Die Frage von Recht und Gerechtigkeit
Im weiteren Verlauf des Films von Fatih Akin findet der Gerichtsprozess statt, der die Schuld der Angeklagten Rechtsextremen offenbart und trotzdem wegen nicht hinreichender Beweislage mit einem Freispruch endet. Durch diese offensichtliche Ungerechtigkeit wird die Frage der Differenz von Recht und Gerechtigkeit umgangen. Zudem entfernt sich der Film von der Geschichte der „NSU“-Prozesse – jahrelange, erfolglose Ermittlungsarbeit in die Richtung der Betroffenen statt der rechtsextremen Täter*innen wird ausgeblendet. Stattdessen wird die Frustration der Angehörigen im Schnelldurchlauf erreicht und die politische Dimension der Tat gerät in den Hintergrund.
Die Frustration und die Ausweglosigkeit aus den Auswirkungen des Nazi-Terrors auf ihr Leben kulminieren im Schlussteil in einem Selbstmordanschlag der Protagonistin auf die Mörder*innen ihrer Familie. Sie findet sie im Umfeld der rechtsextremen Partei „goldene Morgenröte“ in Griechenland. Während die internationale Vernetzung des rechtsextremen Spektrums eine große reale Gefahr darstellt, wird die reale Unterstützer*innenszene des rechtsextremen Terrors in Deutschland durch ihre Nicht-Darstellung verharmlost. Allerdings hat der Film nicht den Anspruch, reale Umstände des Rechtsextremismus in Deutschland abzubilden. Es geht vielmehr um die Identifikation mit Betroffenen rechten Terrors im Angesicht von rassistischer Diskriminierung durch Ermittlungs- und Justizbehörden, durch die eigene Familie und die Presse. Es geht um Schmerz, Zorn und Ausweglosigkeit. Dass hierbei die politischen Tatmotive und die Realität rechtsextremer Strukturen in Deutschland in den Hintergrund geraten, ist schade, aber vertretbar.

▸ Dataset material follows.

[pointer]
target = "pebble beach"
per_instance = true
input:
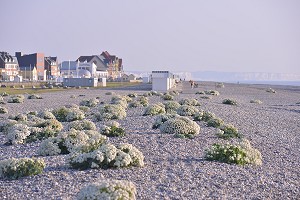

Denn was der Film auch an seinem Ende leistet, ist eine eindrucksvolle Darstellung der zahlreichen Steine, die Betroffenen von rechtsextremer Gewalt von verschiedenen Akteur*innen in den Weg gelegt werden und welcher Schmerz durch rechtsextremen Terror und den unsensiblen Umgang damit entsteht. Wie viel mehr und größere Steine eine Protagonistin mit Migrationshintergrund hätte überwinden müssen, bleibt offen. Auch die Frage nach wirksamen Strategien gegen Rechtsextremismus wird nicht beantwortet – über acht Jahre nach der Enttarnung des „NSU“ hat weder die Gesellschaft noch die Politik eine geeignete Antwort darauf gefunden. Diese Tatenlosigkeit klagt der Film aus betroffener Perspektive an und hat damit keinen Zipfel seiner Aktualität eingebüßt. Denn unterdessen illustrieren die weiteren rechtsextremen Anschläge in Halle, Hanau, Kassel und weiteren Orten und die aufgedeckten rechtsextremen Terrorgruppen die Dringlichkeit einer handfesten Strategie gegen Rechtsextremismus.